The Creation of Foster City - Land

Creating the Land

Creating the Land

Foster and Grant chose Brewer's Island, owned at the time by Leslie Salt Company and the Schilling Estate, to develop this progressive new city. Brewer's Island presented some severe drawbacks to development, foremost of which was the quality of the land itself. The area of Brewer's Island was originally San Francisco Bay salt marsh tideland, but it had been dry and protected from the Bay since 1897 or earlier. Records decisively established the land as dry and used for dairy purposes on March 17,1898.  San Mateo County Reclamation District allowed Brewer to establish even more dikes along the Bay, reportedly built by the Peabody Dredging Company, around 1901.

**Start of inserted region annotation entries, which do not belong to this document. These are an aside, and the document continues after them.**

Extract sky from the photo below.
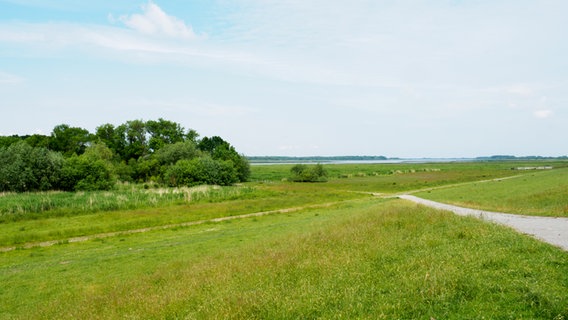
[0,0,568,158]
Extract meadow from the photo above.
[0,162,568,319]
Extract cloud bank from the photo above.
[119,1,196,39]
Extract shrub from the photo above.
[290,163,327,182]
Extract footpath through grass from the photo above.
[0,200,568,319]
[415,168,568,217]
[0,163,568,319]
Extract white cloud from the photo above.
[533,109,552,119]
[117,1,196,39]
[0,71,24,84]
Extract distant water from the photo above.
[250,158,479,166]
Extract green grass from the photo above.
[0,200,568,319]
[0,162,568,319]
[416,168,568,217]
[0,183,369,247]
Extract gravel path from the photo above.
[399,195,568,251]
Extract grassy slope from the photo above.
[0,200,568,319]
[416,168,568,217]
[0,163,568,319]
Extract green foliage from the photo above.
[49,124,92,156]
[0,141,63,192]
[164,157,239,187]
[0,118,250,192]
[60,144,116,191]
[290,163,327,182]
[155,141,201,165]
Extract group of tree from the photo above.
[0,119,250,192]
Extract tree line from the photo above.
[0,118,250,192]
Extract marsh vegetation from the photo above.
[0,161,568,319]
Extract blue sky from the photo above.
[0,0,568,157]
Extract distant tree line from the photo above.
[248,156,390,163]
[0,118,250,192]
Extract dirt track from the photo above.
[399,195,568,251]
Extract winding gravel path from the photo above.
[399,194,568,251]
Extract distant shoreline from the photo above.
[246,155,568,165]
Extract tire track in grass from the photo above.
[398,194,568,251]
[0,201,346,252]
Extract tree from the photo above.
[198,136,250,182]
[154,141,201,165]
[0,141,63,192]
[60,144,116,191]
[49,124,92,157]
[116,120,148,162]
[146,118,185,152]
[164,156,238,187]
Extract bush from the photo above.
[164,157,239,187]
[0,141,63,192]
[290,163,327,182]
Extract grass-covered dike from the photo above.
[0,163,568,319]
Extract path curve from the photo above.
[398,194,568,251]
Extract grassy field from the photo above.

Once the Bay was diked off with levees the land was left to dry into a silty clay mud. After the turn of the century this land became known as Frank M. Brewer's dairy farm, complete with cows and hay fields. Brewer's dairy farm covered 2,200 acres and adjacent salt ponds covered another 550 acres.

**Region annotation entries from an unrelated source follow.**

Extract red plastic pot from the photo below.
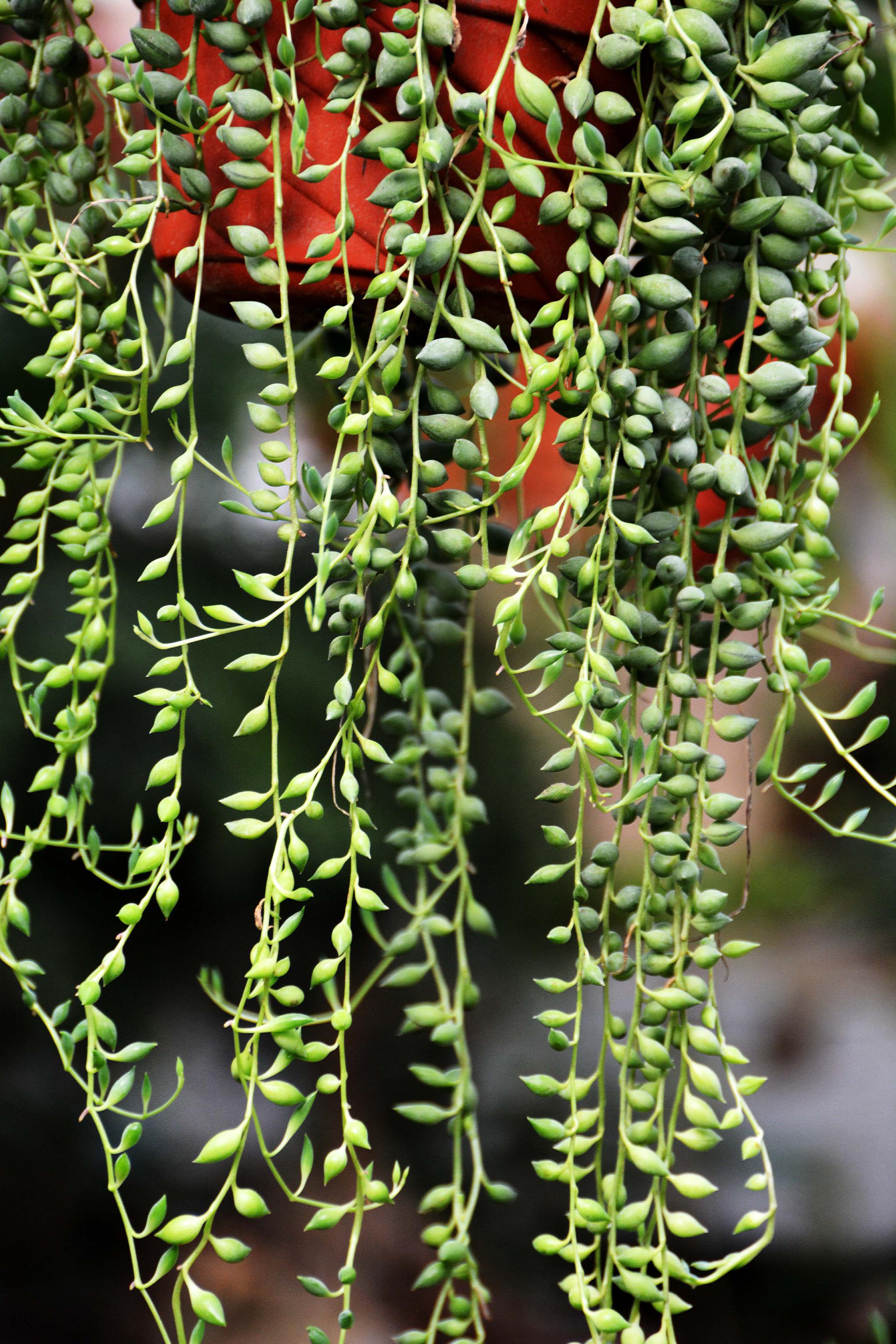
[141,0,626,325]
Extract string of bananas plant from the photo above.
[0,0,896,1344]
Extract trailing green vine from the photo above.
[0,0,896,1344]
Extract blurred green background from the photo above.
[0,10,896,1344]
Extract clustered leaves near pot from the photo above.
[0,0,896,1344]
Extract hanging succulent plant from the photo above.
[0,0,896,1344]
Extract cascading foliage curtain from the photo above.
[0,0,896,1344]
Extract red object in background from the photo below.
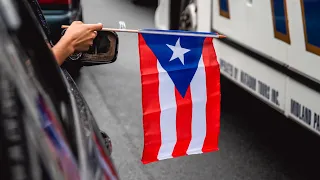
[38,0,72,4]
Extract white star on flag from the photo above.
[167,38,190,65]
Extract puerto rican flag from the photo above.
[138,31,221,164]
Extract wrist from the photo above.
[58,36,75,56]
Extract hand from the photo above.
[52,21,102,65]
[62,21,102,52]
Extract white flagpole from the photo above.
[61,25,226,38]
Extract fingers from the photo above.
[85,23,103,31]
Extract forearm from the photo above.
[52,37,74,66]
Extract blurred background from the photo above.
[39,0,320,180]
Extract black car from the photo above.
[38,0,83,43]
[0,0,119,180]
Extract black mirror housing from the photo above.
[62,29,119,66]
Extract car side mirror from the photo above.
[62,31,119,66]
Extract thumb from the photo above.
[86,23,103,31]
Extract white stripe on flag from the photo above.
[187,56,207,155]
[157,60,177,160]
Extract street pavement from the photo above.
[77,0,320,180]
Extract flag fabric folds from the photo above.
[138,29,221,164]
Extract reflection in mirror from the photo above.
[80,31,119,65]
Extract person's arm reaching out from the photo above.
[52,21,102,66]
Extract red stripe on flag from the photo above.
[138,34,161,164]
[202,38,221,152]
[172,86,192,157]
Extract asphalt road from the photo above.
[78,0,320,180]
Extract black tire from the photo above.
[131,0,158,5]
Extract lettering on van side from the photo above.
[290,99,312,125]
[220,58,238,80]
[219,58,280,106]
[240,70,257,91]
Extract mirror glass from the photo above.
[79,31,119,65]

The levees were strengthened between 1947 and 1960, and continued strengthening (by Cal Trans) occurred as recently as 1983. These levees are still considered to be of excellent construction and strength, despite their age.

In the documents section below is a historical evaluation of Foster City and the levee system conducted in 2016 as part of the Environmental Impact Report for the Foster City Levee Protection and Improvements Project.

Excavation

As a former tideland, Brewer's Island was situated at mean sea level. This presented the enormous problem of raising the elevation of the island to provide drainage gradient and prevent flooding. Additionally, the soft mud needed to be strengthened to support buildings. The initial Army Corps of Engineers evaluation stated that the island would necessitate a landfill operation to bring surface elevations up to between 8 and 12 feet. San Mateo County Engineer Don Wilson concurred with this estimate.  Such a landfill operation would have required 45 million cubic yards of material, which in turn would have created settlement depressions several feet deep in the soft silty mud of the island.

The local engineering firm of Wilsey and Ham eventually found a satisfactory solution to the drainage dilemma. The basic idea was simply to raise the surface elevation 4 to 5 feet, and to create a central drainage basin, a water "impoundment area," resembling a lake or lagoon in the middle of the city, which could then be pumped back into the Bay. As an added bonus, the aesthetic quality of the lagoon enhanced the overall attractiveness of the planned city.

The pumping operation lasted six years -- 24 hours per day, seven days per week.  On average, 6.4 thousand cubic yards of sand were pumped up from San Francisco Bay (at San Bruno Shoal) for deposit on Brewer's Island daily- a total deposit of more than 14 million cubic yards of material.